Configure the service according to the Configuration of Caching Principal Resolution Service. Then click on "Add Property" in the "Consumer Caching Principal Resolution Services" section and configure the following fields:
Readonly on Consumer | This checkbox should be selected only on producer nodes of Mindbreeze InSpire environments. |
Base URL | The URL to the Mindbreeze Management Center of the Mindbreeze InSpire appliance. If hosted in the cloud, usually https://mycompany.mindbreeze.com:8443 |
Realm | For on-prem appliances "master" by default, in the cloud this value must be adjusted |
Service Port | The Caching Principal Resolution Service Port on the Mindbreeze InSpire Appliance |
Disable | Disable updating remote cache |
Switch to the "Network" tab and click on "Add Credential". Configure the following fields:
Name | Assign an arbitrary, but meaningful name |
Type | OAuth 2 |
Access Token URL | The URL from which OAuth 2 access tokens can be requested. If hosted in the cloud, usually https://mycompany.mindbreeze.com:8443/auth/realms/master/protocol/openid-connect/token. Please note that the realm ("master") must be customized for cloud environments. |
Client ID | OAuth 2 Client ID. The default client "mindbreeze-inspire-public" is recommended |
Username | Username of a user who has the role "InSpire Index Writer". See also Configuration Backend Credentials |
Password | Password of this user |
Click Add Endpoint and configure the following fields:
Location | https://mycompany.mindbreeze.com:8443/realm/master (Please note that the realm ("master") must be customized for cloud environments). |
Credential | The credential that you have previously created |
If you have problems, here is a list of possible solutions:
On the Mindbreeze Proxy environment, open the current crawler log file (in /data/logs/log-mescrawler_launchedservice-<service>/current/log-mescrawler_launchedservice.log). If you find an error message there, it will probably indicate incorrect or missing configuration parameters. Depending on the error message, please check the following parts of the configuration:
If you did not find any errors or other errors in the crawler logs on the Mindbreeze Proxy Environment that indicate filter or index problems, please check the filter or index logs on the Mindbreeze InSpire Appliance.
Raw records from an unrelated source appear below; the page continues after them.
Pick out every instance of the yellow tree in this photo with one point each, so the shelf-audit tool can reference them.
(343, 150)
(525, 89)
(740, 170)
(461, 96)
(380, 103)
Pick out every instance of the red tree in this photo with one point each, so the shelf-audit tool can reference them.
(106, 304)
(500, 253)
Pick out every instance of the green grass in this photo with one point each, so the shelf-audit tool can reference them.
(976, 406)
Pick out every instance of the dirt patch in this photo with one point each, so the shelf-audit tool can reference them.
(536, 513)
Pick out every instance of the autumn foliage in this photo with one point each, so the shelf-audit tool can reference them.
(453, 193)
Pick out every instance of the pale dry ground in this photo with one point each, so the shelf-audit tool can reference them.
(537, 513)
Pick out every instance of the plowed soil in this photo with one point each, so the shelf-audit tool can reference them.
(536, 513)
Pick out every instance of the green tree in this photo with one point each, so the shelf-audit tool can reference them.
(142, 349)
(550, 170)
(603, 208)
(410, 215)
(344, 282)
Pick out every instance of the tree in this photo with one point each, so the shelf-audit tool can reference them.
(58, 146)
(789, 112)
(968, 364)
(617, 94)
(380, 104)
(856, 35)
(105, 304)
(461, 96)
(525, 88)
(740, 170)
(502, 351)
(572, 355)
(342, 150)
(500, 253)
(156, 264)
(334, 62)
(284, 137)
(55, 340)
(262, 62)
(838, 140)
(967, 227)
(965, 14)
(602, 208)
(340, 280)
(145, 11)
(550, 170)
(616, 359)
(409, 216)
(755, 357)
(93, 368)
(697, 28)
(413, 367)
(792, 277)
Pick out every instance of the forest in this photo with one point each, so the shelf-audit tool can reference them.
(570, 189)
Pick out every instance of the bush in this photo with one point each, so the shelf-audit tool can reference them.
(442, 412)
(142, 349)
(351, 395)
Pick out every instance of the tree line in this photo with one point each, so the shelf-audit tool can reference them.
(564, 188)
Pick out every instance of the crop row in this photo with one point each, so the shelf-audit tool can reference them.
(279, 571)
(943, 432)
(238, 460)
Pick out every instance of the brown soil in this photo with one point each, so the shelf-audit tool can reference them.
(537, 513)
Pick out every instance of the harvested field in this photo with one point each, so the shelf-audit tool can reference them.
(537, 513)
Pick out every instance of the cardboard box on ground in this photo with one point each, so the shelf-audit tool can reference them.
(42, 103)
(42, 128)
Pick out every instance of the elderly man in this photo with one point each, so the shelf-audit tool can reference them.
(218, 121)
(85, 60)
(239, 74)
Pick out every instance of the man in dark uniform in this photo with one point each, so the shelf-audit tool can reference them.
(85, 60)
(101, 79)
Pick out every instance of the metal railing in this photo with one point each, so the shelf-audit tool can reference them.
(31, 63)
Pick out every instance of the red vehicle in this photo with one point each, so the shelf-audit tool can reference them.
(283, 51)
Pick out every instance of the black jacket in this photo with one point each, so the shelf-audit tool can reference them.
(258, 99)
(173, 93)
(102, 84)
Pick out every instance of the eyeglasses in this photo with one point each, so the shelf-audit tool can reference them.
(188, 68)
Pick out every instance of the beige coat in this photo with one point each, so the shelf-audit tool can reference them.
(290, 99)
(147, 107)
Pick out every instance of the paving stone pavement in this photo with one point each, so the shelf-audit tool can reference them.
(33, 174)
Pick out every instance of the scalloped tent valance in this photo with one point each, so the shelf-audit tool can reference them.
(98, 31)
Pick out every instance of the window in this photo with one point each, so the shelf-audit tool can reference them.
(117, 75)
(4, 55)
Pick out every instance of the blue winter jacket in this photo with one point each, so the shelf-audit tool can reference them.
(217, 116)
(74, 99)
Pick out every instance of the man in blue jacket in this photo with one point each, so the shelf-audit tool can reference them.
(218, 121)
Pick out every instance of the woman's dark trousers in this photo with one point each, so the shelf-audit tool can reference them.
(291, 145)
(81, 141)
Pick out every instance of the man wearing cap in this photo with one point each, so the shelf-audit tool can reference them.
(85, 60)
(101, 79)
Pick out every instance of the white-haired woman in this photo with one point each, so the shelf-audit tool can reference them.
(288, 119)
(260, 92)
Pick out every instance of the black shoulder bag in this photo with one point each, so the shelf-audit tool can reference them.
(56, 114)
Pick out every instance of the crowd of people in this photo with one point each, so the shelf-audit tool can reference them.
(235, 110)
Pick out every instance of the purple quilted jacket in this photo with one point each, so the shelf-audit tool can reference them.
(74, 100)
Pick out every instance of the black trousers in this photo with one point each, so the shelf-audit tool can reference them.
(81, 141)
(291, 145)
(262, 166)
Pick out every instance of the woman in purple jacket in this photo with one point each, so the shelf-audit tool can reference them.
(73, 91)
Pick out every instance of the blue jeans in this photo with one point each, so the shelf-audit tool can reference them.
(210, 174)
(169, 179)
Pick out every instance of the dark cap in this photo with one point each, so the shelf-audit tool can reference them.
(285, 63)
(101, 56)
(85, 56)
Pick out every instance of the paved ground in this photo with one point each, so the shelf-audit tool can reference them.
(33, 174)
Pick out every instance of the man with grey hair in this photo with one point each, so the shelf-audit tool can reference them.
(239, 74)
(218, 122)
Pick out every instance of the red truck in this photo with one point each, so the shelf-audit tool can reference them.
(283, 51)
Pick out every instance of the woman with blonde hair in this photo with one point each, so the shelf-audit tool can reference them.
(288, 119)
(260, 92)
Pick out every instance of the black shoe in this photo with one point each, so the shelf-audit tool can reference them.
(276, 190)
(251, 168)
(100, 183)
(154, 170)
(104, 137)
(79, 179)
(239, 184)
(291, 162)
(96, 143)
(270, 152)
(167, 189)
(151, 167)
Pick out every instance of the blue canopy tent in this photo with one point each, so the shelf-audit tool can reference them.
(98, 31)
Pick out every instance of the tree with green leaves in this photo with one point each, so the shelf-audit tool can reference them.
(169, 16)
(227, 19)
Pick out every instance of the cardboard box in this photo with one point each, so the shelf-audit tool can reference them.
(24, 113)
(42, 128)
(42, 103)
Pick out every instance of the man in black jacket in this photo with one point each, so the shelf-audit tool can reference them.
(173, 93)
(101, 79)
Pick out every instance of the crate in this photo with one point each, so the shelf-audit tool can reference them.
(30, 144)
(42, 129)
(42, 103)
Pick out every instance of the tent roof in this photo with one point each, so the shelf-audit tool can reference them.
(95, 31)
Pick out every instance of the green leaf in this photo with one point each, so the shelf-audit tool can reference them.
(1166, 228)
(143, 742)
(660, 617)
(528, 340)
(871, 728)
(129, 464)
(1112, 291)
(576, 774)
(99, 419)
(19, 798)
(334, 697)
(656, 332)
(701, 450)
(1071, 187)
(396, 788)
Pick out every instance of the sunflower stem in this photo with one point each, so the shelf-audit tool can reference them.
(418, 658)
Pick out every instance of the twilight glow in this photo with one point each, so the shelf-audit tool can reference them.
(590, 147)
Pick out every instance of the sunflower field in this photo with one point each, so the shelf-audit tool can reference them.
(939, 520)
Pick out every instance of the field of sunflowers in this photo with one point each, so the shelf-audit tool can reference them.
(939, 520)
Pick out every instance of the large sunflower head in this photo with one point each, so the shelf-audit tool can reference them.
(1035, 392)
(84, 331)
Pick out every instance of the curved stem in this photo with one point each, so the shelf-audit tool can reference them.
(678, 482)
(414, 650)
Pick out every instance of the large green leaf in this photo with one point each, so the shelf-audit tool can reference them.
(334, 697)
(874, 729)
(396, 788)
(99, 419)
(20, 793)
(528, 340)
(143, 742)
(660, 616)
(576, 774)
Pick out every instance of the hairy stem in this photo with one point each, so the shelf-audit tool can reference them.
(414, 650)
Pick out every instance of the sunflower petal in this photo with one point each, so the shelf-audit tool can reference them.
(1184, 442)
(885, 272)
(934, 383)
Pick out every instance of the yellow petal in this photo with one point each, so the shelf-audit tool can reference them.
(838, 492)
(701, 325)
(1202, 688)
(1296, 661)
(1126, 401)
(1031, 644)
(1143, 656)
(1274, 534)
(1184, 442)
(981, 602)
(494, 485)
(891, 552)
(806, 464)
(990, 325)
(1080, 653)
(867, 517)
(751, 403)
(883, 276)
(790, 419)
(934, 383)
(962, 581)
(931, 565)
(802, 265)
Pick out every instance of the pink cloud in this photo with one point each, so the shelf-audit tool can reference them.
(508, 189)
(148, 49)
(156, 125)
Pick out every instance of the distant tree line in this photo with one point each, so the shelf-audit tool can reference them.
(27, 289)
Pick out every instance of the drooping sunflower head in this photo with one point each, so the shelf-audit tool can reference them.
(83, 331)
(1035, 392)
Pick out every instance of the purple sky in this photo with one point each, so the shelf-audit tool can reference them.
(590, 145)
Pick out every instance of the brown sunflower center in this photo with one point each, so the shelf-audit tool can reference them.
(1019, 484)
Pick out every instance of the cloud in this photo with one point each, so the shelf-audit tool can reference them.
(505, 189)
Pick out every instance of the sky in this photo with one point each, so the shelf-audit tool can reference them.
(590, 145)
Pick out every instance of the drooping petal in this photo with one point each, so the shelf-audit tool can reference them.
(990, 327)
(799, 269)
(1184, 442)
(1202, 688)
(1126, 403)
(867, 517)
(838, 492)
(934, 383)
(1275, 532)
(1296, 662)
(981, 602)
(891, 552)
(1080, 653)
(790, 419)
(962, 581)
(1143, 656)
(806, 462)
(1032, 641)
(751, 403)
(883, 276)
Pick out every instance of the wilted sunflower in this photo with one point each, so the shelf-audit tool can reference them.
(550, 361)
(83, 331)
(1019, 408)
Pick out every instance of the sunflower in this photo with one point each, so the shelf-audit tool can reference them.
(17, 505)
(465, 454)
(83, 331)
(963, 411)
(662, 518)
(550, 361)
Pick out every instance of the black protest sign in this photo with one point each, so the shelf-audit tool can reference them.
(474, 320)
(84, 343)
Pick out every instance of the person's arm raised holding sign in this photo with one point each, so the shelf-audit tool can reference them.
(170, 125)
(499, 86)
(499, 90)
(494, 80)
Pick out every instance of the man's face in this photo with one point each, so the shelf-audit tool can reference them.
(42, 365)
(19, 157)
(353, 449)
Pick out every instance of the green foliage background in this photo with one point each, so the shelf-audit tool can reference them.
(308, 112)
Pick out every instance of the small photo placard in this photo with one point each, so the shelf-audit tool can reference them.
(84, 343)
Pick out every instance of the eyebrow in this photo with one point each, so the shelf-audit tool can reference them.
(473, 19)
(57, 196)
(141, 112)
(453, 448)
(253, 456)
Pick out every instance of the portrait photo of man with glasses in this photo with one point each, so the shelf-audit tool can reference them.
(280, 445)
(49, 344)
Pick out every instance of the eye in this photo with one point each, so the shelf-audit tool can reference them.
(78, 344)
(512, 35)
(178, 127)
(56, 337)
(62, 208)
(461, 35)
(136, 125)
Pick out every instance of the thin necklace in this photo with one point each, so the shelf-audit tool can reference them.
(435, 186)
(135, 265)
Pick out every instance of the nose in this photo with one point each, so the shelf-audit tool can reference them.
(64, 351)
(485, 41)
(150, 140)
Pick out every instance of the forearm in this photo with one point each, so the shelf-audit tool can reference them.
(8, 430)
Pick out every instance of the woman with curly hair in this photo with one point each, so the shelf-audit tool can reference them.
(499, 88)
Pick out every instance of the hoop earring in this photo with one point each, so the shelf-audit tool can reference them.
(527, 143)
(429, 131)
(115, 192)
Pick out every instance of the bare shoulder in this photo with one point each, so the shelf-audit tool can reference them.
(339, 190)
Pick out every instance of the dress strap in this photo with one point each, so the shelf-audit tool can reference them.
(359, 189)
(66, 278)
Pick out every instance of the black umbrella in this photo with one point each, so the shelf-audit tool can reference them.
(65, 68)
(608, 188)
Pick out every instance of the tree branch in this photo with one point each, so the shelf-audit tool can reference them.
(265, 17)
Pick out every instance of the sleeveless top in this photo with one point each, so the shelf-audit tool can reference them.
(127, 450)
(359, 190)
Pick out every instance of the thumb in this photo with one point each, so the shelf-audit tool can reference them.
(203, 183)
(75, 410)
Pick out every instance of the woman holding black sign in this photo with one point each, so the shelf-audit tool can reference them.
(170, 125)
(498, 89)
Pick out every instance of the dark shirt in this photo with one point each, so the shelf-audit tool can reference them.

You can check whether a connection to the remote index is possible by executing the following command on your appliance in the inspire container. In this case, we will try to call the Remote Base URL https://mycompany.mindbreeze.com:8443/:
curl -kv https://mycompany.mindbreeze.com:8443/
If the connection is successful, you should receive an arbitrary HTML status code as a response (no login is performed here, this is only a connection test):
…
< HTTP/1.1 401 Unauthorized
…
However, if you get a response like this, it means that you may need to configure a proxy or that a firewall activation is necessary:
* Connection refused
* Failed connect to mycompany.mindbreeze.com:8443; Connection refused
* Closing connection 0
curl: (7) Failed connect to mycompany.mindbreeze.com:8443; Connection refused
If a proxy is necessary, you must configure it in the Management Center as described here.
Furthermore, in order to be able to make a connection test with the proxy using the curl command, an environment variable must also be set as follows:
export https_proxy=myproxy.mycompany.com:8080
Ideally, you should now be able to establish a successful connection with the curl connection test mentioned above.
However, if you get an answer like this:
< HTTP/1.1 403 Forbidden
< Server: squid/...
...
< X-Squid-Error: ERR_ACCESS_DENIED 0
...
this means that you have successfully configured a proxy, but the proxy does not allow a connection. In this case, a proxy activation is necessary.